The four options for dealing with the BSPS outlined in the consultation paper are:

  • use a regulated apportionment arrangement to separate the BSPS from Tata Steel UK
  • trigger the section 75 debt due to the scheme (although it is recognised that most of this would not be recoverable)
  • enable the trustees to reduce future pension increases and revaluation under the BSPS to statutory minimum levels (this would involve the Government passing legislation to exempt the BSPS from the restrictions under section 67 Pensions Act 1995 which would otherwise prevent the trustees from reducing members’ benefits without their consent, in order to enable the trustees to make these specific changes)
  • enable the trustees to transfer members’ benefits to a new scheme which provides only for pension increases and revaluation at statutory minimum levels, without obtaining members’ consent to the transfer (this would involve the Government passing legislation to enable a transfer without members’ consent in these circumstances).

Options 1 and 2 could be implemented under the existing regulatory framework, whereas options 3 and 4 would require changes to existing legislation before they could go ahead.

Significantly, the consultation paper proposes that the legislative changes required for option 3 would only apply to the BSPS. However, it proposes that the ability under option 4 to transfer members without their consent to a new scheme which pays reduced pension increases and revaluation could be made available to other very large schemes (with over 100,000 members), subject to certain conditions being met (including the need for the trustees to reasonably believe that the scheme will enter a PPF assessment period within 12 months).

RPI/CPI

The proposed changes to revaluation and pension increases under the BSPS to reflect the statutory minimum requirements would, amongst other things, result in a switch from RPI to CPI for revaluing deferred benefits under the BSPS. The consultation paper does not go into detail on this and it is not clear whether the proposals would also mean a switch from RPI to CPI for pension increases or whether CPI is already used for this purpose under the BSPS.
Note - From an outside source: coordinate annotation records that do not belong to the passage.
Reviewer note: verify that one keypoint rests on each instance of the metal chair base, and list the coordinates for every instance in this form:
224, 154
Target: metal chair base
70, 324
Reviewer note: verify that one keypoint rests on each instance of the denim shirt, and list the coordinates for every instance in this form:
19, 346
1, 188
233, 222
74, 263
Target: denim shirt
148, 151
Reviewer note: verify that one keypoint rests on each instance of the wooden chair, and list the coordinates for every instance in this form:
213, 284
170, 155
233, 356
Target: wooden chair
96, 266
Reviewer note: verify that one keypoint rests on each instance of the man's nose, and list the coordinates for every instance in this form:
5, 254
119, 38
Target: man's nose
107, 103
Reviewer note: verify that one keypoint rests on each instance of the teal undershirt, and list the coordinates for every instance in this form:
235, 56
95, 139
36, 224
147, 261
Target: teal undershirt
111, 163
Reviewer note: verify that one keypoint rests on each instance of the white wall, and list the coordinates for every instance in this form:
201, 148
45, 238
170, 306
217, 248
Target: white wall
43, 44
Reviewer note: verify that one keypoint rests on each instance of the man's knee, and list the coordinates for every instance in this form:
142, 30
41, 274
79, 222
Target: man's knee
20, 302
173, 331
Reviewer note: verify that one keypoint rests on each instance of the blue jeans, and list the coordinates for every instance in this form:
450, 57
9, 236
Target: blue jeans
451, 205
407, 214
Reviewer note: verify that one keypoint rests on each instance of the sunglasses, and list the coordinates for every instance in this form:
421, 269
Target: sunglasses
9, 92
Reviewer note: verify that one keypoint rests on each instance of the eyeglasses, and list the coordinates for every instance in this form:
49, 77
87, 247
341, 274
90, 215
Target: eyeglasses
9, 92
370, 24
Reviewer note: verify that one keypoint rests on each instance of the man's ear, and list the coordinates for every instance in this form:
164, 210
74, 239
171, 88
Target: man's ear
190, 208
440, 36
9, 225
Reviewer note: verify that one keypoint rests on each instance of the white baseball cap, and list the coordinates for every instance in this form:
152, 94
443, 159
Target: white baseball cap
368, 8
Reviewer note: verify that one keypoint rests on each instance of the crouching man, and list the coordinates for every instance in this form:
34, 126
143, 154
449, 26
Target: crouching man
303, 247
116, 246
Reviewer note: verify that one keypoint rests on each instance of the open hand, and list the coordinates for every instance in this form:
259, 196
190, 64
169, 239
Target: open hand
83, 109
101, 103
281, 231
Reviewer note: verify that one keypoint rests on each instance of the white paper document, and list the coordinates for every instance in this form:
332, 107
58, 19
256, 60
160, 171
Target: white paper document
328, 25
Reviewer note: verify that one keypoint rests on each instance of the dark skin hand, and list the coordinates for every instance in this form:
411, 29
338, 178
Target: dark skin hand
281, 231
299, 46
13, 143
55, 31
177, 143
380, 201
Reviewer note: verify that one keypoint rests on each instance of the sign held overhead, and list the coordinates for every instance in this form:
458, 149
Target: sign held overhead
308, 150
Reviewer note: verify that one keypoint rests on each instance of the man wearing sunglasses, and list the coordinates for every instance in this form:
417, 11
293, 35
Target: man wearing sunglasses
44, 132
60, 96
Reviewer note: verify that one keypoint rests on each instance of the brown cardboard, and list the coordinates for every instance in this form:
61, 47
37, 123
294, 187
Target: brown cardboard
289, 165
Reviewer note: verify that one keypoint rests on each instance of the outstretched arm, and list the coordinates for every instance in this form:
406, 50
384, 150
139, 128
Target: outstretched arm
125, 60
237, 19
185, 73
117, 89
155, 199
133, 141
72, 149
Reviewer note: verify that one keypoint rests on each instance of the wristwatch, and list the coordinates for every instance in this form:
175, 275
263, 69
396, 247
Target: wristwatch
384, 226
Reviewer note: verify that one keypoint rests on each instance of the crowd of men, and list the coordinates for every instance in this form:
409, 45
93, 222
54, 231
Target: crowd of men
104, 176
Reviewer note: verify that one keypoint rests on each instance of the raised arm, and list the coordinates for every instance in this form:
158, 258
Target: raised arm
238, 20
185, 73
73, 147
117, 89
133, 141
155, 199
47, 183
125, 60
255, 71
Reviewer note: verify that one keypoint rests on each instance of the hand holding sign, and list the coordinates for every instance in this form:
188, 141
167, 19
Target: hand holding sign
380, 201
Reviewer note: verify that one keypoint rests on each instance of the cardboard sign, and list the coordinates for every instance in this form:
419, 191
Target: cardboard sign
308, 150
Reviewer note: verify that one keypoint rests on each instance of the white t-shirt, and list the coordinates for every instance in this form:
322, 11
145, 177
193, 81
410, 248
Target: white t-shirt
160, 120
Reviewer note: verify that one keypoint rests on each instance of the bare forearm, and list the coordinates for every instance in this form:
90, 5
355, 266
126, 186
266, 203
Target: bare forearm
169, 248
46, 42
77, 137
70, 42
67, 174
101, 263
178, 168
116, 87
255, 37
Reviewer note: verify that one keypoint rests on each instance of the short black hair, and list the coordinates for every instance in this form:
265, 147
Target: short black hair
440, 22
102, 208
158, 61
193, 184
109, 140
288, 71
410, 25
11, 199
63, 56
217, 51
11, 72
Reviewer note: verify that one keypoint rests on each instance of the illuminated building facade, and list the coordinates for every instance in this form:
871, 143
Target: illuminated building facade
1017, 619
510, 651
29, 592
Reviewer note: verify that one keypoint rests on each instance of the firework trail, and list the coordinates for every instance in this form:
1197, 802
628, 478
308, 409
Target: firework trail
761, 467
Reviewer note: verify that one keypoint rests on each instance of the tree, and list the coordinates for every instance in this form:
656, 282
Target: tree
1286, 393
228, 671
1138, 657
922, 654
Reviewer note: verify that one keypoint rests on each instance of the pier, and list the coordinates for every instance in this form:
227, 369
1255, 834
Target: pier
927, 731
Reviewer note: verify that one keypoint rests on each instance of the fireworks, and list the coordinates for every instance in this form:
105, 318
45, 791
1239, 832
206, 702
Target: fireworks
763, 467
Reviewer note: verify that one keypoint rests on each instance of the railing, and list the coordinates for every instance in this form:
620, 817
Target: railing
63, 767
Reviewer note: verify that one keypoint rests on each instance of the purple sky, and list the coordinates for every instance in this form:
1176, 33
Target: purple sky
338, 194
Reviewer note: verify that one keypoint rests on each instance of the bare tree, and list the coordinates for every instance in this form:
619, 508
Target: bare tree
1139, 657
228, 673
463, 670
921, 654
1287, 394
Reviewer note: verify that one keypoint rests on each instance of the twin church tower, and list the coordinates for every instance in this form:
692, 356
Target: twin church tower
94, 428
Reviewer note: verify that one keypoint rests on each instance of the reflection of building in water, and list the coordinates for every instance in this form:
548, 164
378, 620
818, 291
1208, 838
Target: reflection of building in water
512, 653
In any event, the options that are being proposed would not have any direct application to the question of whether other schemes can switch from RPI to CPI as the basis for calculating pension increases and revaluation in the normal course of events.

Wider implications

The fact that the Government is intervening and contemplating providing greater flexibility to allow for the restructuring of defined benefit pension promises in this case (albeit in fairly extreme circumstances) shows that, in particular circumstances, the Government may be prepared to take action to facilitate the restructuring of a business and its defined benefit scheme. The difficulties of dealing with pension schemes in circumstances of near-employer insolvency have been highlighted recently by the Pollock decision and BHS.

Of wider relevance for other very large schemes in deficit with a sponsor on the brink of insolvency is the proposal to extend the ability for trustees to transfer members without their consent into a new scheme which pays reduced benefits. This would, however, be subject to conditions that would only apply in fairly extreme scenarios.

The consultation paper is not clear as to why the Government is contemplating allowing option 4 (transfer to a new scheme) to cover other very large DB schemes, but is not willing to do the same in relation to option 3 (reduction of benefits within the existing scheme). The only substantive difference based on the proposals is that members would be able to opt out of the former but not the latter.

The paper emphasises that the reason for limiting the extension to very large schemes is that it is more difficult for those schemes to obtain the individual consent of a significant proportion of members. While there is logic to this, it is likely that there may be calls for smaller schemes to be given the same level of flexibility in similar circumstances.